1 Movement Disorders and Neurophysiology Units, Centro Internacional de Restauracion Neurologica (CIREN), La Habana, Cuba, 2 Departments of Neurology and Neurosurgery, Neuroscience Center, Clinica Universitaria and Medical School, University of Navarra and FIMA, Pamplona, 3 Department of Neurology, University Hospital, Barcelona, Spain, 4 Department of Neurology, Emory University School of Medicine, Atlanta, GA, 5 Movement Disorders Program, Department of Neurology, University of Louisville School of Medicine, Louisville, KY and 6 Department of Neurology, Mount Sinai Medical School, New York, USA

Correspondence to: Jose A. Obeso, Neurologia-Neurociencias, Clinica Universitaria, Avenida Pio XII, 36, Pamplona 31008, Spain E-mail: jobeso{at}unav.es

We conducted an open label pilot study of the effect of bilateral subthalamotomy in 18 patients with advanced Parkinson's disease. In seven patients, the first subthalamotomy pre-dated the second by 12–24 months (‘staged surgery’). Subsequently, a second group of 11 patients received bilateral subthalamotomy on the same day (‘simultaneous surgery’). Patients were assessed according to the CAPIT (Core Assessment Program for Intracerebral Transplantation) protocol, a battery of timed motor tests and neuropsychological tests. Evaluations were performed in the ‘off’ and ‘on’ drug states before surgery and at 1 and 6 months and every year thereafter for a minimum of 3 years after bilateral subthalamotomy. Compared with baseline, bilateral subthalamotomy induced a significant (P < 0.001) reduction in the ‘off’ (49.5%) and ‘on’ (35.5%) Unified Parkinson's Disease Rating Scale (UPDRS) motor scores at the last assessment.

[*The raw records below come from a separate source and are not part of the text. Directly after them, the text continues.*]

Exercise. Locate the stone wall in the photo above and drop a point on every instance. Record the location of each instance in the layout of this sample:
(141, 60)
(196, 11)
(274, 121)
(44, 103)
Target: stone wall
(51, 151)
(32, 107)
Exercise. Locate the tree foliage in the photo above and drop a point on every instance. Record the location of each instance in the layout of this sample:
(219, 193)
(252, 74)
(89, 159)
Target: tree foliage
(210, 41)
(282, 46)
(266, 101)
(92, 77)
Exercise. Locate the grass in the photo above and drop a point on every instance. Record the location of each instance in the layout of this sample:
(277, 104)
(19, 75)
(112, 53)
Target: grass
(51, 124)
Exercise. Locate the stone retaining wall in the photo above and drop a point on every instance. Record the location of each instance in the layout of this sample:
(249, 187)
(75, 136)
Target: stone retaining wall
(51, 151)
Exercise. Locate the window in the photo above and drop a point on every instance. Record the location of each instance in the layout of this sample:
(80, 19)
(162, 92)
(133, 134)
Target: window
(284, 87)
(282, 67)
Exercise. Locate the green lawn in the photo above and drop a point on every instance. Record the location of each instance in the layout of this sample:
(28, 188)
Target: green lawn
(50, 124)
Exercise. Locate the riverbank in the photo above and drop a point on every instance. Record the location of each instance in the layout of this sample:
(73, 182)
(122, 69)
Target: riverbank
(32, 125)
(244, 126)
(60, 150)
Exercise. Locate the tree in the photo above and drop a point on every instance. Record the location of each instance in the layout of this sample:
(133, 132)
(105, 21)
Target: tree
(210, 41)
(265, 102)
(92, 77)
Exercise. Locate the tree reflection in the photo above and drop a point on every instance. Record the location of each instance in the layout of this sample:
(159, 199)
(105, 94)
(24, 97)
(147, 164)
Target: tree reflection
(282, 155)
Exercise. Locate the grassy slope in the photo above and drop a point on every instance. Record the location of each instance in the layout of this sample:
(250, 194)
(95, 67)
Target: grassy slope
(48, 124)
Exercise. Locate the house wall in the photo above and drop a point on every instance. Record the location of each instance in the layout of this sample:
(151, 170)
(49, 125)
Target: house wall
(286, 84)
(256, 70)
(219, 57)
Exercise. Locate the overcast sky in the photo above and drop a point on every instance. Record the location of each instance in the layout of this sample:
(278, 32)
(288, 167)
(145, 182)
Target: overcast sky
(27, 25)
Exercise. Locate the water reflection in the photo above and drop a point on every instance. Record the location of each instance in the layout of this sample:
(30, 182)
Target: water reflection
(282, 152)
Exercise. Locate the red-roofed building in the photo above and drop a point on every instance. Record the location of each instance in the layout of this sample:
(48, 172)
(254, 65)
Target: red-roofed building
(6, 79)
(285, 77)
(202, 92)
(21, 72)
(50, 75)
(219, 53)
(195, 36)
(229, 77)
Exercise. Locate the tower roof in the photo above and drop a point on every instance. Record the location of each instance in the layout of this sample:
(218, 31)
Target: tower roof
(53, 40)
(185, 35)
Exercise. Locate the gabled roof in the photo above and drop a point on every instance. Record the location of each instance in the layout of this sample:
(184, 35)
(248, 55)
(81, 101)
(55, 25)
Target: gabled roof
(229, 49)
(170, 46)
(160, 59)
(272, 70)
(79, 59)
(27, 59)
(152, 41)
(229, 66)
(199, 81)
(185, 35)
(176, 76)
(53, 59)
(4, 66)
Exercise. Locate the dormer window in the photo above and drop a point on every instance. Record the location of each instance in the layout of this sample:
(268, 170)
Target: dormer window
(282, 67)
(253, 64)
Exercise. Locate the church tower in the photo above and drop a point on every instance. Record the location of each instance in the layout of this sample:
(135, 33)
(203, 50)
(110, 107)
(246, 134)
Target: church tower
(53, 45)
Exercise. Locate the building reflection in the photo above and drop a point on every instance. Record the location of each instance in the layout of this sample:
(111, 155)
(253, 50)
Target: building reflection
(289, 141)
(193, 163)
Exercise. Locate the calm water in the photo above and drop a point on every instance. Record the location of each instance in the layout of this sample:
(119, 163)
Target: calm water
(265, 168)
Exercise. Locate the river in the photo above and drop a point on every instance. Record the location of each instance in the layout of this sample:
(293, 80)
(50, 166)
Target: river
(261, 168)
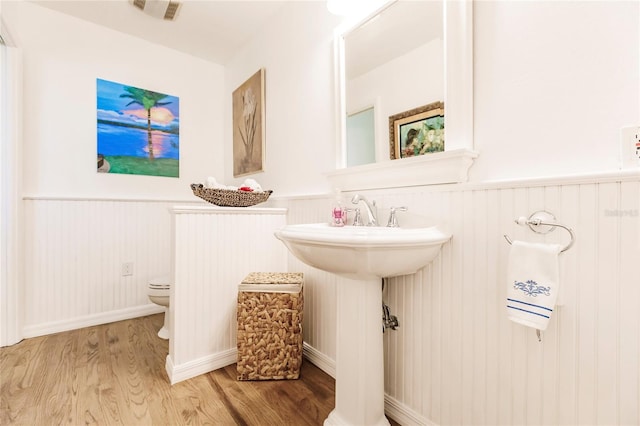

A blind rating of videotape motor exams in the ‘off’ and ‘on’ medication states preoperatively and at 2 years postoperatively also revealed a significant improvement. All of the cardinal features of Parkinson's disease as well as activities of daily living (ADL) scores significantly improved (P < 0.01). Levodopa-induced dyskinesias were reduced by 50% (P < 0.01), and the mean daily levodopa dose was reduced by 47% at the time of the last evaluation compared with baseline (P < 0.0001). Dyskinesias occurred intraoperatively or in the immediate postoperative hours in 13 patients, but were generally mild and short lasting. Three patients developed severe generalized chorea that gradually resolved within the next 3–6 months. Three patients experienced severe and persistent postoperative dysarthria. In two, this coincided with the patients exhibiting large bilateral lesions also suffering from severe dyskinesias. No patient exhibited permanent cognitive impairment. The motor benefit has persisted for a follow-up of 3–6 years. This study indicates that bilateral subthalamotomy may induce a significant and long-lasting improvement of advanced Parkinson's disease, but the clinical outcome was variable. This variability may depend in large part on the precise location and volume of the lesions. Further refinement of the surgical procedure is mandatory.